Especificamente no Ceará, a Federação das Indústrias demonstrou apoio público, com destacada participação do Observatório da Indústria – contratado para colher dados e apontar oportunidades a partir do Projeto Santa Quitéria –, do Sindicato das Indústrias de Mármores e Granitos do Estado do Ceará (Simagran-CE), e da Associação Profissional dos Geólogos do Ceará (APGCE).
Soma-se a isso a possibilidade de mais investimentos nos portos de Pecém – controlado pelo governo estadual – e de Mucuripe – sob a gestão da estatal federal Companhia Docas do Ceará. O objetivo é embarcar o concentrado de urânio para o Exterior via o primeiro terminal e o fosfatado pelo segundo (em um aporte previsto de R$ 85 milhões).
Já o agro tem apontado na possibilidade de diminuir a dependência dos fertilizantes estrangeiros, após a deflagração da crise causada pela guerra entre Ucrânia e Rússia.
PARA ENTENDER MELHOR
A retomada do projeto em 2019 e a assinatura do memorando com o governo estadual reativou as ações com as lideranças comunitárias pela Articulação Antinuclear do Ceará, que é formada por grupos como o Movimento pela Soberania Popular na Mineração (MAM), Cáritas Diocesana, Greenpeace e o Núcleo Trabalho, Meio Ambiente e Saúde da Universidade Federal do Ceará (Tramas/UFC).

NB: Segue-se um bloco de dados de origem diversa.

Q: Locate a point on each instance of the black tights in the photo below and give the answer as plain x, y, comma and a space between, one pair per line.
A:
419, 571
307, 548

A principal crítica recai sobre o trabalho com o urânio, devido à geração de rejeitos que devem permanecer na área de Itataia após o término da exploração. A Articulação defende a inviabilidade do projeto por considerar que uma mineração estimada em apenas 20 anos deve gerar mais danos ao meio ambiente e à população do que ganhos econômicos.
Uma má-reputação adquirida pela INB em outras experiências, como a de Caetité (BA) e Caldas (MG), também são citadas pelos cientistas como exemplo de erros cometidos, não reparados e que podem se repetir no Ceará.
O descrédito se dá depois de denúncias comprovadas pela Comissão Nacional de Energia Nuclear de vazamento de 67 quilos de concentrado de urânio por 76 dias e que não foi informado aos órgãos de meio ambiente da Bahia, em 2009.
Caldas é alvo de ações na Justiça para o início do processo de descomissionamento – procedimento realizado para a desativação de uma instalação nuclear. A exploração no município mineiro foi a primeira do País, tem mais de 40 anos e gerou uma barragem de rejeitos líquida equivalente a cem estádios do tamanho do Maracanã.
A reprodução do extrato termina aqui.